The other central component of U.S. policy in the
region is Washington’s enduring infatuation with Arab autocrats. America’s
deep-seated relationships with countries such as Saudi Arabia, Egypt, the
United Arab Emirates, and others is rooted in the “myth of authoritarian stability” that has pervaded U.S. Middle East policy for
decades.
This view holds that regional dictators are the best
guarantors of U.S. strategic interests in the Middle East and represent the
only viable source of stability in the region. This account gets things
backward. Rather than being the solution to the region’s issues, these actors
exacerbate the greatest
divide plaguing the
Middle East: between these long-standing autocratic regimes and the people they
rule over.
The disconnect between rulers and ruled is at the
heart of an inherently unstable
regional order upheld
only through exclusion, intense repression, and security guarantees from the
United States. By subsidizing this order, the United States has allowed its
Middle East partners to act with impunity at home and abroad while
disincentivizing liberalization.
Since before the October 7 attacks, the Biden
administration has placed its
stock in a
multi-pronged “megadeal” in which Saudi Arabia normalizes relations with Israel
as an extension of the so-called Abraham Accords. In return for normalizing
relations with Israel, Saudi dictator Mohammed bin Salman would receive a
formal security guarantee from the United States, and help develop his civilian
nuclear program.
Despite both major parties in Washington depicting
this deal as a panacea for the various problems afflicting the region, it is a
terrible idea.
Granting Saudi Arabia a formal security guarantee would legally commit the United States to defend one of the most autocratic states in
the world, and a principal source of instability across the Middle East. Such a
deal would also provide a framework for other regional actors to pressure
Washington into similar concessions. This is a recipe for
entrapment.
This is why American attempts at politically
engineering the Middle East have been an exercise in futility. They have
repeatedly backfired, resulting in tremendous political, human, and economic
costs, with virtually nothing to show for them.

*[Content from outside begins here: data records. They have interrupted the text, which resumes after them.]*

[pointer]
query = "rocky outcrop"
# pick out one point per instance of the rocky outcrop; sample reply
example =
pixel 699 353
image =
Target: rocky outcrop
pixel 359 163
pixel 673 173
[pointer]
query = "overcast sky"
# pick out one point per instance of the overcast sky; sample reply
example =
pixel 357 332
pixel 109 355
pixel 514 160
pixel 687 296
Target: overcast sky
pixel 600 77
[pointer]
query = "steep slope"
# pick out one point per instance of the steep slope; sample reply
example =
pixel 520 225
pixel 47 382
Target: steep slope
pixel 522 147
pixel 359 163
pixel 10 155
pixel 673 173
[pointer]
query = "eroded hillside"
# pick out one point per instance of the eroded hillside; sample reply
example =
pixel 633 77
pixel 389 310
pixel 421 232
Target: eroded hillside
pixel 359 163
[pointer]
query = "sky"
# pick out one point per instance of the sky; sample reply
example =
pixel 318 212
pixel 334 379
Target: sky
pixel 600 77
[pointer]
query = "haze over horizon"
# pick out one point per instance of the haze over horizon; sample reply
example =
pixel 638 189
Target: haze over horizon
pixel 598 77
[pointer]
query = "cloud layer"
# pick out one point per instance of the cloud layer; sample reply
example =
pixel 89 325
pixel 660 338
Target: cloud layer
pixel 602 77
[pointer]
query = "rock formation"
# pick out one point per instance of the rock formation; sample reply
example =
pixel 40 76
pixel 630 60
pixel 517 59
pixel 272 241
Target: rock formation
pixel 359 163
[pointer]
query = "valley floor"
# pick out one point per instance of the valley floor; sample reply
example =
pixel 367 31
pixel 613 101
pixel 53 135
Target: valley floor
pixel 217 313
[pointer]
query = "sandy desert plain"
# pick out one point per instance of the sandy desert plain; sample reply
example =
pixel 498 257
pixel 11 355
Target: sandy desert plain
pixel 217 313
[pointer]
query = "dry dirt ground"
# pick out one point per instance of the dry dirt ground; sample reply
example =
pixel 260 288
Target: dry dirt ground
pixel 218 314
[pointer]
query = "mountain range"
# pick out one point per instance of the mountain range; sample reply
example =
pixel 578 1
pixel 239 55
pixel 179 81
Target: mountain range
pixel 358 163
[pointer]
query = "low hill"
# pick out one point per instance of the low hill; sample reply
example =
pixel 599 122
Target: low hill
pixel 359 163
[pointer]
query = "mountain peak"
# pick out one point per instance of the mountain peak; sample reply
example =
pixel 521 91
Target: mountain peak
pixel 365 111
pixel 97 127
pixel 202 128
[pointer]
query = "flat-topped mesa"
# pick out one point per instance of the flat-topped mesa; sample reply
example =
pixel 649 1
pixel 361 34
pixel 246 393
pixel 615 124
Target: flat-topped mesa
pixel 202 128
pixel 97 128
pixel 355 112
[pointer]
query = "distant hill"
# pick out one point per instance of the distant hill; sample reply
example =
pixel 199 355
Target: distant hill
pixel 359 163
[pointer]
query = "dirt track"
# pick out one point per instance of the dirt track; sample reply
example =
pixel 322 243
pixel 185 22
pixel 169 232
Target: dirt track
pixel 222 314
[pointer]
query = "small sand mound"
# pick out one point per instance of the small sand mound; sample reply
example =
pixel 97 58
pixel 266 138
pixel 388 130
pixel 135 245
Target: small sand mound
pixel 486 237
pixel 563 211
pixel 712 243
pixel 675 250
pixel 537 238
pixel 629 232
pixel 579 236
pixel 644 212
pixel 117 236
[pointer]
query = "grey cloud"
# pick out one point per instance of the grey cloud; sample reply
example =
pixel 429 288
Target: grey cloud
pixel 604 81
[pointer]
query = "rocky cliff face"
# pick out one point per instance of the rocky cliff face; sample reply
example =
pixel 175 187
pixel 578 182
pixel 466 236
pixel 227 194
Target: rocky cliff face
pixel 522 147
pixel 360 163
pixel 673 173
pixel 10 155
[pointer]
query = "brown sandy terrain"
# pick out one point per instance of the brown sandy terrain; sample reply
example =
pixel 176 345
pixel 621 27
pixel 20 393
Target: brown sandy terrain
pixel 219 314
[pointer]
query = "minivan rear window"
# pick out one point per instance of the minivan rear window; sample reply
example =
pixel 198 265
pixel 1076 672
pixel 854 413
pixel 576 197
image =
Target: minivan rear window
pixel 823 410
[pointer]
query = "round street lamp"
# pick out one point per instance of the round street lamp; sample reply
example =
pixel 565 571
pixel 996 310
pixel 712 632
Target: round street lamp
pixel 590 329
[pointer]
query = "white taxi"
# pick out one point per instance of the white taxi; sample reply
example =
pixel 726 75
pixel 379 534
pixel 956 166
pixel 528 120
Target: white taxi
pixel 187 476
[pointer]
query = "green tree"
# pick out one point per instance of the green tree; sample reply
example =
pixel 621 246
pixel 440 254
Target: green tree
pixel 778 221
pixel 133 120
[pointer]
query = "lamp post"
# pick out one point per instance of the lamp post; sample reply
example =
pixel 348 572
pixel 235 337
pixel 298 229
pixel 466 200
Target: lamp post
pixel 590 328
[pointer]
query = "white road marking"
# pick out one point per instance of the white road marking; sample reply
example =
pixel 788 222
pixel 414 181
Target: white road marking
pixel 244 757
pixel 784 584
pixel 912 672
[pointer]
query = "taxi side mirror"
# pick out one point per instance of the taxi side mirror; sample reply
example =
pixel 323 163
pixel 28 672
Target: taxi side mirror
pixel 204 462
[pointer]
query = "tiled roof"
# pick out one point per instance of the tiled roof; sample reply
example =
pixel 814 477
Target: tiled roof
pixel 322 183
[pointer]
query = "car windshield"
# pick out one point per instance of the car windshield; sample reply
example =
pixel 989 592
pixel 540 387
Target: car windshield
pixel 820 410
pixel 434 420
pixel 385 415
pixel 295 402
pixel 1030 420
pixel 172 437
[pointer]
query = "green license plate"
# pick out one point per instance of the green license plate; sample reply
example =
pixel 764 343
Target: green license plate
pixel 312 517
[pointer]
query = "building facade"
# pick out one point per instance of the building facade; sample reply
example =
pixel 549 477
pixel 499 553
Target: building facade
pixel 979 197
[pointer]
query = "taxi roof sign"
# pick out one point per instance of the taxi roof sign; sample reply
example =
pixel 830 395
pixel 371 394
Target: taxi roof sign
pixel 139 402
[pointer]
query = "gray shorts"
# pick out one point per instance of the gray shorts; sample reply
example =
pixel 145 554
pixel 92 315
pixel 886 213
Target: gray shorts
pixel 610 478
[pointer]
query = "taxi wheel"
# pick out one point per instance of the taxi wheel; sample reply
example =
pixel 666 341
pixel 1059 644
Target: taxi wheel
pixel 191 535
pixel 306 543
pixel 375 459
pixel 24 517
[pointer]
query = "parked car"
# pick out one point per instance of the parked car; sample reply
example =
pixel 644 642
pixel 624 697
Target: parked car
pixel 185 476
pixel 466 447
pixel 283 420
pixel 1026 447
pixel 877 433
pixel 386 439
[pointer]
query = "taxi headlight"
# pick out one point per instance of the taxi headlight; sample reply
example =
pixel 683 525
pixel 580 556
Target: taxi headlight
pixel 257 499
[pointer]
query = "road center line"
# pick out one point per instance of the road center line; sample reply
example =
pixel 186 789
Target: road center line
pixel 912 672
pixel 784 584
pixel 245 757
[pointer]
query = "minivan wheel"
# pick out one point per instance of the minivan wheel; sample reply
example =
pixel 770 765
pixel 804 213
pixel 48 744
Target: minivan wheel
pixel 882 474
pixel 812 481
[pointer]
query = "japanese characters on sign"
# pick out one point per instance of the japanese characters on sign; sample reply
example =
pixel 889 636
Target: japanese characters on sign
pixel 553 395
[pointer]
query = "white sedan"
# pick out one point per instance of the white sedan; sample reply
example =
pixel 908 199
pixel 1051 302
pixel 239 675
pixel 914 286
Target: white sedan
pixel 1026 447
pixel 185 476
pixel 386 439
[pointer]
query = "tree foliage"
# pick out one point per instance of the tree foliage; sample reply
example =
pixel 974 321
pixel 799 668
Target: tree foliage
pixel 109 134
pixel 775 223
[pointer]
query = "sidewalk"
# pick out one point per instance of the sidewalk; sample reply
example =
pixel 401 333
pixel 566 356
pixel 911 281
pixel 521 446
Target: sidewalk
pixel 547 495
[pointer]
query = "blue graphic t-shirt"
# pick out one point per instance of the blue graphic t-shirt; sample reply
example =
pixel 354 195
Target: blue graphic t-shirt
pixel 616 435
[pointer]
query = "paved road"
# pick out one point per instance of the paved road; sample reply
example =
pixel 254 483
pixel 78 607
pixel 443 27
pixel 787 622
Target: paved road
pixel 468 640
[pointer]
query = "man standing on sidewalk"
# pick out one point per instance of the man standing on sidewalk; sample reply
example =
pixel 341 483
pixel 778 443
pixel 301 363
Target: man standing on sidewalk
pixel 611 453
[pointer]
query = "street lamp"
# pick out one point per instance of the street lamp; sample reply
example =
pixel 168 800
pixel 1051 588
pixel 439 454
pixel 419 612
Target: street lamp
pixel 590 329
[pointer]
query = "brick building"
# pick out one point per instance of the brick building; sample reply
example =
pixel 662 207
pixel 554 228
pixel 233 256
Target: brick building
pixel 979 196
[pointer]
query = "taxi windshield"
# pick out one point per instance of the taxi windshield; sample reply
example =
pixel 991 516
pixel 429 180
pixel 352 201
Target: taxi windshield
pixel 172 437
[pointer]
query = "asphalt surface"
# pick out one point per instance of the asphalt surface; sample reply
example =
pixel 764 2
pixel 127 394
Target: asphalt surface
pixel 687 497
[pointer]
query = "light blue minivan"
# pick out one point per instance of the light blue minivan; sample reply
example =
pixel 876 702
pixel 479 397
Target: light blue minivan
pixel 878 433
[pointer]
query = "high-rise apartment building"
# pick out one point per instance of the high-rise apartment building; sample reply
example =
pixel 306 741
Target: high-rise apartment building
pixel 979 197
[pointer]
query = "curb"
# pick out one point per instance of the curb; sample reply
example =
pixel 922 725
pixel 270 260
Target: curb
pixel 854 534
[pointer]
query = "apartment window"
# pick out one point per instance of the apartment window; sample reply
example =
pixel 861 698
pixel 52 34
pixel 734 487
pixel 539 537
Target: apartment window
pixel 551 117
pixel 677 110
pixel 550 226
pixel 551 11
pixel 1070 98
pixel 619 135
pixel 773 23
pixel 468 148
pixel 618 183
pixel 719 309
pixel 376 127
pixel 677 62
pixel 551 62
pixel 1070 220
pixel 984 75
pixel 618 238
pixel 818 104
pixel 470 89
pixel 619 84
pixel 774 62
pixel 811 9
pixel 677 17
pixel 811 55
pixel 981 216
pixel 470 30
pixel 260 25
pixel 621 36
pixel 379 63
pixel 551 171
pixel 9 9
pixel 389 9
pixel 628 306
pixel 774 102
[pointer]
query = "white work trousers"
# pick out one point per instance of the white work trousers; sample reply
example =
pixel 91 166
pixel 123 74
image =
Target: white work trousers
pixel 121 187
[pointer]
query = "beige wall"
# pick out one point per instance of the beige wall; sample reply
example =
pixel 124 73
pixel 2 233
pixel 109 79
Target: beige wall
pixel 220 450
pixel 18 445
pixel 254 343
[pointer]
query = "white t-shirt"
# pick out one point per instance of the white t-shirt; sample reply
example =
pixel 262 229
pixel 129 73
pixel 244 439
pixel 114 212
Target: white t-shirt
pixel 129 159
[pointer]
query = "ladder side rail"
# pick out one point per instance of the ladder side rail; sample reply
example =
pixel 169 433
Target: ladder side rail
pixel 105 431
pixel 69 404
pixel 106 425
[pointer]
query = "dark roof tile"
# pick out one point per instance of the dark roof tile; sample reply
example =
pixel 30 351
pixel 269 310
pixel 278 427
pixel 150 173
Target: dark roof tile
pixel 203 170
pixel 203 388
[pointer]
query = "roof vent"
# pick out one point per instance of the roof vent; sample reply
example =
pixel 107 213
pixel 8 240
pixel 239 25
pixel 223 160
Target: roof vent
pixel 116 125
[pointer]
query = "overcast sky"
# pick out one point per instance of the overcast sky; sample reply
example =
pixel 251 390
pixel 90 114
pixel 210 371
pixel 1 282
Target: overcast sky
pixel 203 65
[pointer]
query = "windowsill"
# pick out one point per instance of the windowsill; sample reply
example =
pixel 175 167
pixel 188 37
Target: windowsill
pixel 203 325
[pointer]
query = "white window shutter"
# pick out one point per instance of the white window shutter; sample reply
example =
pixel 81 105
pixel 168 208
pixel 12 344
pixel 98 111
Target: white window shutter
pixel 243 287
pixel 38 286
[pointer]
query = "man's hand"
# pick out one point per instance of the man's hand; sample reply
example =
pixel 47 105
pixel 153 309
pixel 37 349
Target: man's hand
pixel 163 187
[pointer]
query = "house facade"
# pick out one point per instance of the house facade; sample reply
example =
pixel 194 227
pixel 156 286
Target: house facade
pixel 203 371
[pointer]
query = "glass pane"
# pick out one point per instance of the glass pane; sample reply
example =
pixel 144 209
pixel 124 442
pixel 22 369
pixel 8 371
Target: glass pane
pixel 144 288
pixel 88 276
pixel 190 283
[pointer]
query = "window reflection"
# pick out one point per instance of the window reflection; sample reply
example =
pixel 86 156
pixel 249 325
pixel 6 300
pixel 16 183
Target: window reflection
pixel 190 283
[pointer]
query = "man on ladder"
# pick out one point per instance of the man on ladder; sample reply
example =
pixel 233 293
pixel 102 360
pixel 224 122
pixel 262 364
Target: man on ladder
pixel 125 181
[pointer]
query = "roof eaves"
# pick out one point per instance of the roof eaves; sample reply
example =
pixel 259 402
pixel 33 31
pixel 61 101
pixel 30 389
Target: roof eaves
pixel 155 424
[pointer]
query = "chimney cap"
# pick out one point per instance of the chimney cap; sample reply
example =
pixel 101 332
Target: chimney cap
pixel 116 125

The Middle East often assumes an outsized role
in U.S. foreign policy at
the expense of far more pressing policy issues facing the United States. The
region no longer
represents a
core theater of U.S. strategic interests. The interests that the United States
does maintain in the region — such as the free flow of oil, countering
terrorist threats to the homeland, and preventing the emergence of a regional
hegemon — are easily achievable, and do not warrant current (or greater) levels
of U.S. involvement.
America’s continued — and expanding — entanglements in
the Middle East risk overextending the United States as Washington remains
waist-deep in assisting Ukraine against Russia’s invasion and attempting to
deter China in the Indo-Pacific. Worse, with a national debt approaching $36
trillion and the United States running $1.5 trillion-plus budget deficits,
American foreign policy risks plunging the United States toward economic
crisis. Maintaining current levels of U.S. involvement in the Middle East is unsustainable.
President-elect Trump has an opportunity to change all
of this, by disentangling itself from the region’s conflicts, deprioritizing
the Middle East, and fundamentally altering course. Failure to do so will
result in the United States continuing to face problems of its own making.